As well as all the University of Sussex business I’ve been having to take care of over the last couple of months or so, I’ve also been trying to find time to keep up with the new round of applications to the Astronomy Grants Panel of the Science and Technology Facilities Council. I had originally thought that the 2012/13 round would be the last one on which I served, but I must have misbehaved in some way because it appears that my sentence has been extended for another year.

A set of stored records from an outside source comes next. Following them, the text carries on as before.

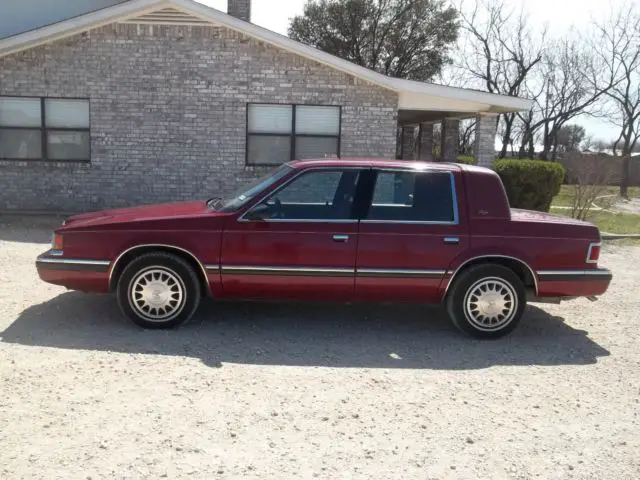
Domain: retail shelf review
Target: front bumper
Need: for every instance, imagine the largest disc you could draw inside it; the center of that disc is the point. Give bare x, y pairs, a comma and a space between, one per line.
75, 274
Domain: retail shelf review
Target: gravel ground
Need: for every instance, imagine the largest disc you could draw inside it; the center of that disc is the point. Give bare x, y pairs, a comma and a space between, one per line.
311, 391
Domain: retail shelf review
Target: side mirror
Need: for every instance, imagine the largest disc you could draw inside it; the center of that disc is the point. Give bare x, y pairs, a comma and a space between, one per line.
258, 213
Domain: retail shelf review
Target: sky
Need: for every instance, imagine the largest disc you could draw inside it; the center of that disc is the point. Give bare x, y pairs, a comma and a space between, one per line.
558, 15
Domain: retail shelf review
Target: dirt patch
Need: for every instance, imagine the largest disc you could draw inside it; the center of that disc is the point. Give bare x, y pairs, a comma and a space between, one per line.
628, 206
250, 390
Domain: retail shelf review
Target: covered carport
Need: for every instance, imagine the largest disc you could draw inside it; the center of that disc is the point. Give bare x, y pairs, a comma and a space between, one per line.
422, 106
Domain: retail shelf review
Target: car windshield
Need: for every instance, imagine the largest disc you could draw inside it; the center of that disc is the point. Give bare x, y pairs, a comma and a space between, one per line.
246, 194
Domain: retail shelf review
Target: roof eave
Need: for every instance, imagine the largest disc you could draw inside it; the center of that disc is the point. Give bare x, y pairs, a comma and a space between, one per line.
495, 103
72, 26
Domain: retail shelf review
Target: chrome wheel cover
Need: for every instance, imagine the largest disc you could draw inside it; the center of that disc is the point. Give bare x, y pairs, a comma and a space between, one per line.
490, 304
157, 294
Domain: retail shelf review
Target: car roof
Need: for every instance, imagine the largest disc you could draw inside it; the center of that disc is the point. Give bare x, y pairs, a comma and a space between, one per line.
374, 163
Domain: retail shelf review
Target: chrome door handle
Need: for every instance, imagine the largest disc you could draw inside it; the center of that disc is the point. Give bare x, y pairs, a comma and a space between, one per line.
341, 238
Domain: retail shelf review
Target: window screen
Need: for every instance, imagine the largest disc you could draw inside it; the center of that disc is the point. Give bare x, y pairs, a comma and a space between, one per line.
280, 133
44, 129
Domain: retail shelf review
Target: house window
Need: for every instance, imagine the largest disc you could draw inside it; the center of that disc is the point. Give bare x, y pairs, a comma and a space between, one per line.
49, 129
280, 133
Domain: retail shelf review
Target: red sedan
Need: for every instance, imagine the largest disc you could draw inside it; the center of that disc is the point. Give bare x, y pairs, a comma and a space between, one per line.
335, 230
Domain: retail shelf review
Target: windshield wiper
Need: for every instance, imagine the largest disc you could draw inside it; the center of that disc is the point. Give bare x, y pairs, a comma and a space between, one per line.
212, 202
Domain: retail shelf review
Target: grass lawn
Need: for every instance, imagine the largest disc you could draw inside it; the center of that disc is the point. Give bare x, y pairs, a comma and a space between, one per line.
566, 192
608, 221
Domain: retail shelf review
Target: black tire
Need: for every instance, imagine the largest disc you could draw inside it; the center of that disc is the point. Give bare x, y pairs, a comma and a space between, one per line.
472, 320
178, 291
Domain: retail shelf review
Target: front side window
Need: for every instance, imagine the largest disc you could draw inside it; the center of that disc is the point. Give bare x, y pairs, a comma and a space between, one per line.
44, 129
280, 133
321, 195
405, 196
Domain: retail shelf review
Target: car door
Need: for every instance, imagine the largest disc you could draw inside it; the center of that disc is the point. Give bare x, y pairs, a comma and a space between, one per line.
299, 242
411, 232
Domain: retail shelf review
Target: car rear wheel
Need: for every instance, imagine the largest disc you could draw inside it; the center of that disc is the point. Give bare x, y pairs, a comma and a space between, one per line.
158, 290
486, 301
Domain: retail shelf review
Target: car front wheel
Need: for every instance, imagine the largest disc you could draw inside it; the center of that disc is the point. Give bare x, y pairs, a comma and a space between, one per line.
486, 301
158, 290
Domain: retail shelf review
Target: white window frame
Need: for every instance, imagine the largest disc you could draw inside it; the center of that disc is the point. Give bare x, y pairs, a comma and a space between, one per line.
293, 135
44, 130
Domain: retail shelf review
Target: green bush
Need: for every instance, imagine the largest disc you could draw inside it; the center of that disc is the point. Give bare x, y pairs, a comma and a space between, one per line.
467, 160
530, 184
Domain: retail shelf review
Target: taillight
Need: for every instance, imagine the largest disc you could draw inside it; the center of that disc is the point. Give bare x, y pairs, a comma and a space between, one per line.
56, 242
593, 253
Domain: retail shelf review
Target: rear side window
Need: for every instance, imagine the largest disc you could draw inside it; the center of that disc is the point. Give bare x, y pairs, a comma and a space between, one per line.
403, 196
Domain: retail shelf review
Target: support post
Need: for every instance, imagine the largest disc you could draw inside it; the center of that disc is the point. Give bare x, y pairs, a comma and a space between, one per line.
426, 142
485, 145
450, 133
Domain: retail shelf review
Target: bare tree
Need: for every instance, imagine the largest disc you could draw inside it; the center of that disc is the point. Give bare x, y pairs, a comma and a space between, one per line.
617, 43
567, 83
500, 51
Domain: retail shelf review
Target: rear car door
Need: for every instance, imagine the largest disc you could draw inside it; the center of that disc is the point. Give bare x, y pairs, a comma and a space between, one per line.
413, 229
299, 242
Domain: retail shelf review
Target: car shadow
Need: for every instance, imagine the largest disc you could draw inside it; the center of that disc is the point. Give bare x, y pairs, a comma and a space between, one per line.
28, 228
327, 335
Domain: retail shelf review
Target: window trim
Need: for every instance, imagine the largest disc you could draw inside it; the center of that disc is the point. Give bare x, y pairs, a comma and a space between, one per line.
293, 135
44, 130
266, 195
454, 198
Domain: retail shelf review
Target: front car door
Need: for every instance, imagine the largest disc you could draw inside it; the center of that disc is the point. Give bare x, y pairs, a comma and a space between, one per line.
413, 230
299, 242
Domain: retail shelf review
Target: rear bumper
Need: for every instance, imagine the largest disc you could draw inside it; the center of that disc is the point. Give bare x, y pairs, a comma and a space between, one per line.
573, 283
75, 274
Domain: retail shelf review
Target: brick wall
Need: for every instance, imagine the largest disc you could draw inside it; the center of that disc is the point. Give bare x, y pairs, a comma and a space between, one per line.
168, 113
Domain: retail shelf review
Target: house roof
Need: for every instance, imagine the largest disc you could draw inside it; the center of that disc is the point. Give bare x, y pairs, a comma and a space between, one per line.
413, 95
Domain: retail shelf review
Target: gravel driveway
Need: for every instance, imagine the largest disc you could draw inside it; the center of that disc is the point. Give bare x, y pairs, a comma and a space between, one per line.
312, 391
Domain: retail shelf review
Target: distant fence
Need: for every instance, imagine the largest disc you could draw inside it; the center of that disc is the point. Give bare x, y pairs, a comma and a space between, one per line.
576, 163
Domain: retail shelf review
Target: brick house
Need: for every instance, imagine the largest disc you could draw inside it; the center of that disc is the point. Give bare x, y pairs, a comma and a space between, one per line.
112, 103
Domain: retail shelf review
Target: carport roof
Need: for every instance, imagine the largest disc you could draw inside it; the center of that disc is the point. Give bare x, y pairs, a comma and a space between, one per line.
412, 95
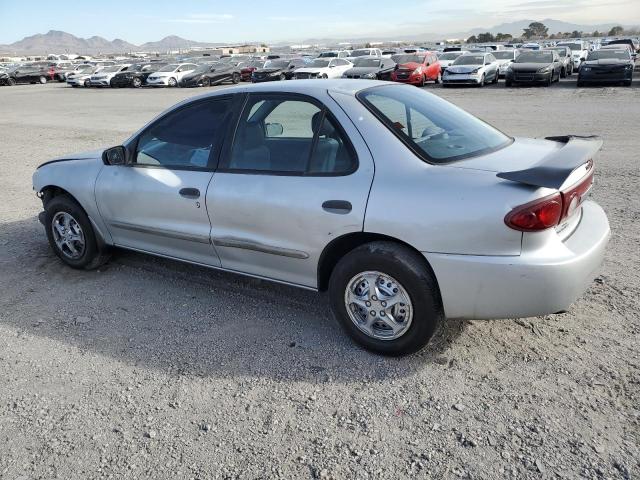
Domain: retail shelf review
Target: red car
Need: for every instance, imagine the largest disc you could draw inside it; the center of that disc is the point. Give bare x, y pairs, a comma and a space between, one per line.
245, 72
416, 68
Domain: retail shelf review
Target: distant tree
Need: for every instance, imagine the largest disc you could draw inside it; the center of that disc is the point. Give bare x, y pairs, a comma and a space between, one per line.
503, 37
615, 31
536, 30
485, 37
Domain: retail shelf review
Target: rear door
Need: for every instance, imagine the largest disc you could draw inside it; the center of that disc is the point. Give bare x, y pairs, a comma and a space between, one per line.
297, 177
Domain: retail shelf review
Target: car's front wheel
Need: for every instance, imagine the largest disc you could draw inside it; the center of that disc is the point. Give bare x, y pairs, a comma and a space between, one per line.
71, 235
386, 298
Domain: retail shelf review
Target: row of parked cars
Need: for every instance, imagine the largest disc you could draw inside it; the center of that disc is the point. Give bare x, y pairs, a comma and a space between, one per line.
456, 66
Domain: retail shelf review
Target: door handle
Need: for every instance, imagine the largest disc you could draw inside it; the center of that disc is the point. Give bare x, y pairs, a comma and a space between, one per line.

The latest duty required of panel members has been to assign reviewers to the new proposals, which means reading each case and trying to think of appropriate experts to assess them in detail. Normal procedure is to contact such people informally in the first instance, with Swindon Office following up by sending the actual documents if and only if they agree. fortunately, most people out there in astronomyland are very public spirited and it’s usually not that difficult to find willing reviewers.
In the course of contacting potential referees this round I had a couple of replies from people who were apparently already considering the possibility of volunteering to be on the panel next year and who therefore asked me what it would be like. I thought I’d make a few comments here in case anyone reading this blog has toyed with similar thoughts.
Basically, my view is that the AGP is extremely hard but also extremely interesting work, and it’s also the chance to work with a very friendly and cooperative group of people. From that point of view I think it’s well worth doing. Plus, of course, the wider the range of people who participate in panel work the fairer it is likely to be.
In fact, if it weren’t for the friendly company the three-day meetings in Swindon during which the final recommendations are drawn up would be truly horrendous. These meetings are extremely pressured, by the way. If I recall correctly the volume of grants to get through corresponds to about £10,000 per minute of discussion time.
On the other hand, the job is not without its frustrations. Most important of these is that there simply isn’t enough money to fund all the top-rated research proposals. Established researchers who have become used to having a steady stream of research grants are not spared this stark arithmetic. I think most people are mature enough not to take it personally when a grant application is turned down, but there are exceptions. I’ve been beset at more than one RAS dinner by disgruntled senior scientists complaining about various aspects of the AGP process. Sometimes these have been fair criticisms (e.g. about the quality of feedback) but others have been quite disturbingly ill-informed, to such an extent that I don’t think the persons concerned had even read the grant guidance…
Anyway, if you’re wondering whether to put yourself forward for nomination as a member of the AGP then please do, because the process needs to engage the community it tries to serve. If you do join up, though, just be prepared to suffer a few of the odd slings and arrows. As for me, this is definitely my last year. I have a few enough friends already, and I can’t afford to lose any more.